Who are the Nicolaitans?
When Jesus walked among men, He taught His disciples to beware of the leaven of the Pharisees, whom He denounced as hypocrites. With them, He classed the chief priests and the temple officials, together with teachers in the synagogues. He declared that they had so corrupted the truth of God with the doctrines of men (the same sin as the Nicolaitans) that the truth, as originally given, was no longer with them. That which these blind leaders of the blind were giving forth as truth was making their converts more the children of hell than they were. The deeds of these false teachers are in the second chapter of Revelation. It states "To the angel of the church of Ephesus write, 'These things says He who holds the seven stars in His right hand, who walks in the midst of the seven golden lampstands . . . But this you have, that you hate the deeds of the Nicolaitans, which I also hate." (Revelation 2:1, 6)
The doctrines taught by these false teachers are in Revelation's letter to the church in Pergamos: "And to the angel of the church in Pergamos write, 'These things says He who has the sharp two-edged sword . . . Thus you also have those who hold the doctrine of the Nicolaitans, which thing I hate.' " (Revelation 2:12, 15)
The Lord not only demands repentance from those who believe and practice the 'doctrine of the Nicolaitans' but also threatens severe punishment if they do not obey: "Remember therefore from where you have fallen; repent and do the first works, or else I will come to you quickly and remove your lampstand from its place - unless you repent." (Revelation 2:5).
Greek meaning of word
The Greek word for Nicolaitans (Strong's Concordance Number #G3531) found in Revelation is actually three words combined. As a proper noun, it TRANSFERS, but is not translated, into English. The three Greek words used are Nikos, Laos and Ton.

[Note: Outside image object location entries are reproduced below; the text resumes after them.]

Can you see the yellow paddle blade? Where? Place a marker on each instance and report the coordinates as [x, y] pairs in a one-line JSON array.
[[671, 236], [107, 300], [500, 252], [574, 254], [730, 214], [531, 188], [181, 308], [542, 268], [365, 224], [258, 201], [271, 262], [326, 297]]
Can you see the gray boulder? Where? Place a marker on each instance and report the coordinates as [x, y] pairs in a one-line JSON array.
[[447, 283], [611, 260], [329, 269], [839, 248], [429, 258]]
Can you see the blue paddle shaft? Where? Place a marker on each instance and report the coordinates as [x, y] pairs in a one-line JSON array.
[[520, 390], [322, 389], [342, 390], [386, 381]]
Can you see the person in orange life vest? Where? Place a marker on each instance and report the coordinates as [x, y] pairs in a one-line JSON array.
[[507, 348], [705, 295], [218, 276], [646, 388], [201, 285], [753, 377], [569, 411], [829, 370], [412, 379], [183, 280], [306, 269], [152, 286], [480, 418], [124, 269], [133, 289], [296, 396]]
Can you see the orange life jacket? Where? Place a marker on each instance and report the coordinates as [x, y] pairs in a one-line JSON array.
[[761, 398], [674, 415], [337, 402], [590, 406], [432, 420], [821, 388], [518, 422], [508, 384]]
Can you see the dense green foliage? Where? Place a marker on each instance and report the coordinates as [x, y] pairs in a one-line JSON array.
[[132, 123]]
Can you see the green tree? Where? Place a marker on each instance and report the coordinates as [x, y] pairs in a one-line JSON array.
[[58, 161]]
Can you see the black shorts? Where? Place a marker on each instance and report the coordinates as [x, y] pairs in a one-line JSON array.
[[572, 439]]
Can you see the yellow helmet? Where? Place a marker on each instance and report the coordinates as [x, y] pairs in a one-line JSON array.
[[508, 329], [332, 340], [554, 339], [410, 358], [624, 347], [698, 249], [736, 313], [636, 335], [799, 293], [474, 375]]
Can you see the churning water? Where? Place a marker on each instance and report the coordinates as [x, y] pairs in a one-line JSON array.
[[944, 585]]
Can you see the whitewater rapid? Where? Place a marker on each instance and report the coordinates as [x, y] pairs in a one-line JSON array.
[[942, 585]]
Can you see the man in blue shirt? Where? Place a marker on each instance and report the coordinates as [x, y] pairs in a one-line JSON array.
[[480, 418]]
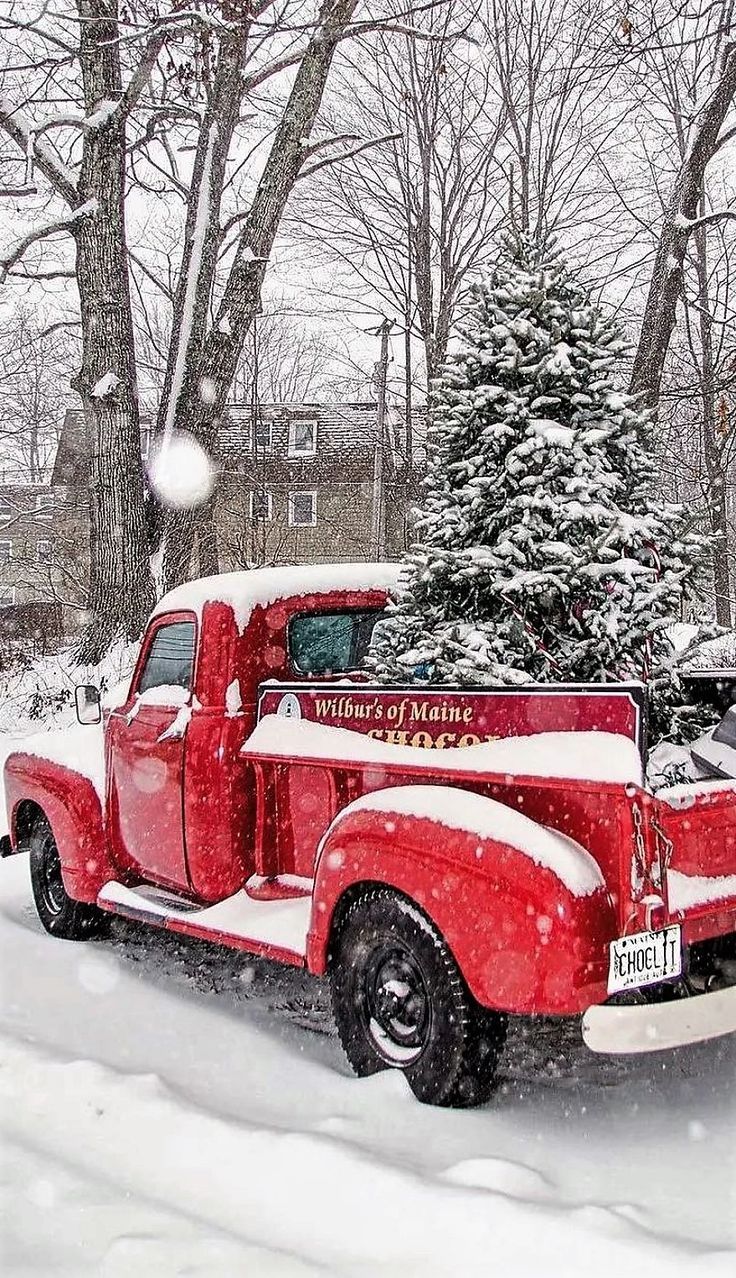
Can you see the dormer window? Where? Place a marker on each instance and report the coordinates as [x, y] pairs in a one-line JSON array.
[[262, 435], [261, 505], [44, 505], [302, 437]]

The first Greek part of the English word Nicolaitans is NIKOS. We use the English equivalents instead of the Greek letters, as we shall also of the other two. Nikos is defined as "a conquest, victory, triumph, the conquered and by implication, those who are dominate over the defeated." Another transferred name in which this word is used is Nicopolis. It is composed of Niko, which means conquest, and polis, which means city. Nicopolis therefore means the city of conquest, or city of victory.